A jury trial began yesterday for the Hastings builder accused of drugging and sexually violating a teenager living at a house he was renovating in December 2005.
Sean Leslie Riley, 28, is also alleged to have given the girl, who was 14 at the time, hepatitis C when he injected her with a substance.
Riley is charged with wilfully and without lawful excuse causing a disease, namely hepatitis C; three counts of sexual violation by unlawful sexual connection; and threatening to kill.
The girl, who is now 16, told the court under questioning from crown prosecutor Clayton Walker in the High Court in Napier yesterday she had been on school holiday and home alone one day in December 2005 when Riley, with his nephew, 15, was renovating the porch at her mother's house.
She said Riley had come inside and offered her a drink of water which she drank but immediately began to feel dizzy and weak afterwards.
Watching from the lounge the girl said she saw Riley go out to his truck take a pill from a blister pack and "brew it up" with a teaspoon and lighter.
She alleges he then came inside, instructed his nephew to hold out her arm, and injected the substance into her hand with a syringe. She was told by Riley the substance was Ritalin.
She claims he then took her to a house, where the woman she knew to be his wife came to the door.
After leaving her and his nephew in the truck for 10 minutes, she said Riley emerged and drove them down a driveway to a shed at the back of the property.
Inside the shed the girl believes she was injected four more times and forced to perform oral sex twice on Riley.
"All he was saying was this makes you do things," she said. "He asked me to have sex with him and I said no."
Struggling to speak through the tears the girl said she had blacked out and woken to find Riley with his hands under her T-shirt touching her breasts and he then moved his hands under her jeans. She said he then realised what the time was and drove her and the nephew home, threatening her on the way that if she told anyone about what had happened he would kill her and her family.
Mr Walker said when they arrived at the girl's home her mother demanded to know where they had been and was told by Riley they had been out collecting quotes.
Mr Walker said the mother would be giving evidence later in the trial and was expected to tell of her daughter being moody that night but her thinking it was because she had been told off.
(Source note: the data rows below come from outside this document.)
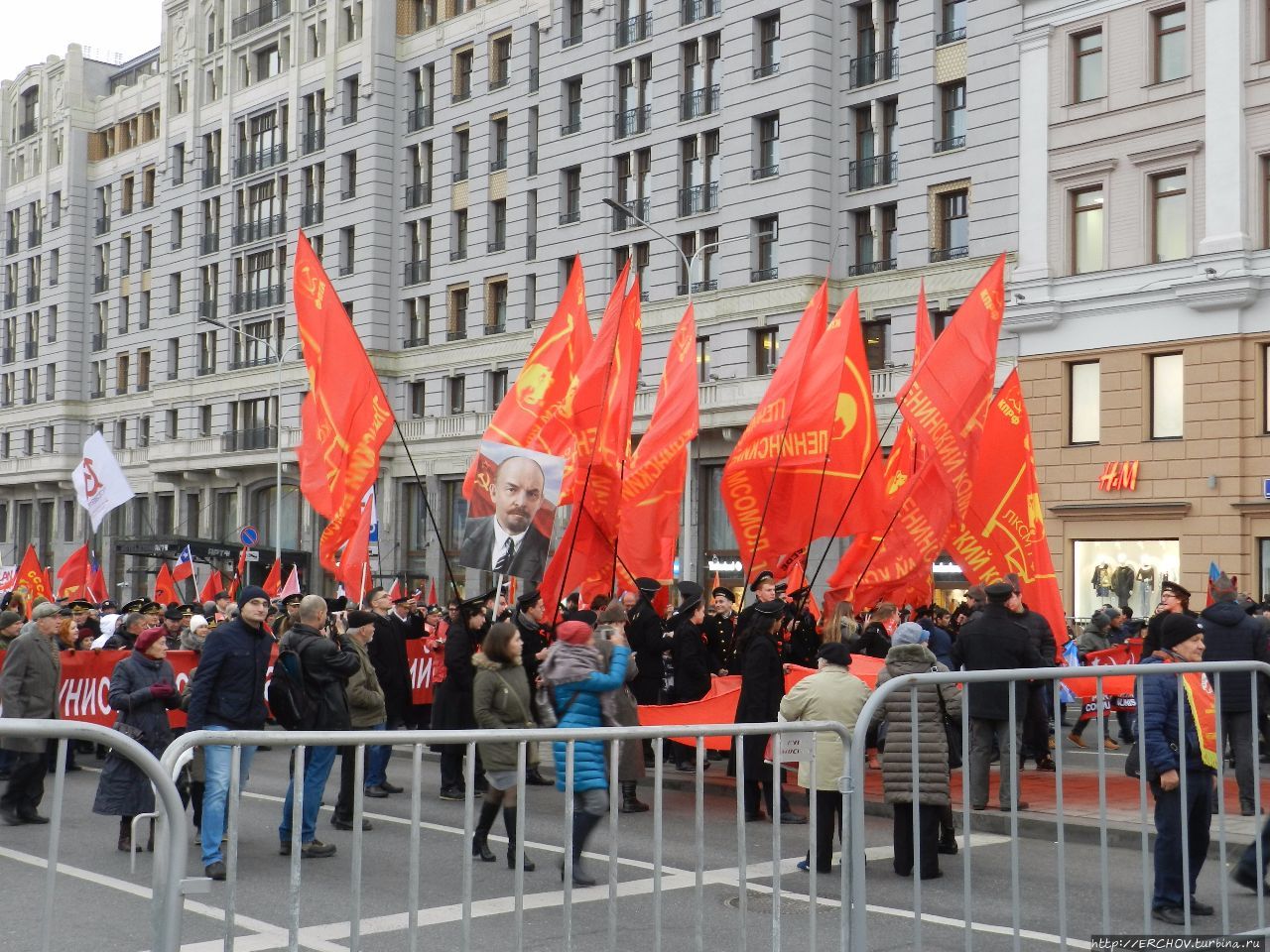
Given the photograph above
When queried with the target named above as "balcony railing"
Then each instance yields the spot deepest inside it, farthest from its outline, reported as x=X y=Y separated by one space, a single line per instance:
x=259 y=230
x=698 y=102
x=313 y=141
x=634 y=30
x=622 y=221
x=259 y=162
x=885 y=264
x=253 y=438
x=694 y=10
x=416 y=272
x=870 y=173
x=418 y=118
x=261 y=16
x=258 y=298
x=698 y=198
x=948 y=254
x=418 y=194
x=875 y=67
x=633 y=121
The girl said she didn't tell her mother for six months until she "couldn't keep it in anymore".
Once told her mother contacted police and a doctor took a blood test which showed she had the same strain of hepatitis C as Riley - 3A -a strain 45 per cent of people with hepatitis C in New Zealand have.
Riley's lawyer Eric Forster will begin his cross examination of the girl today. The trial is expected to wrap up today with evidence from the girl's friend who she confided in, her mother, Riley's ex-wife who is expected to talk about his drug habit, four GPs including infectious disease expert Richard Meech, a police officer and an addiction counsellor.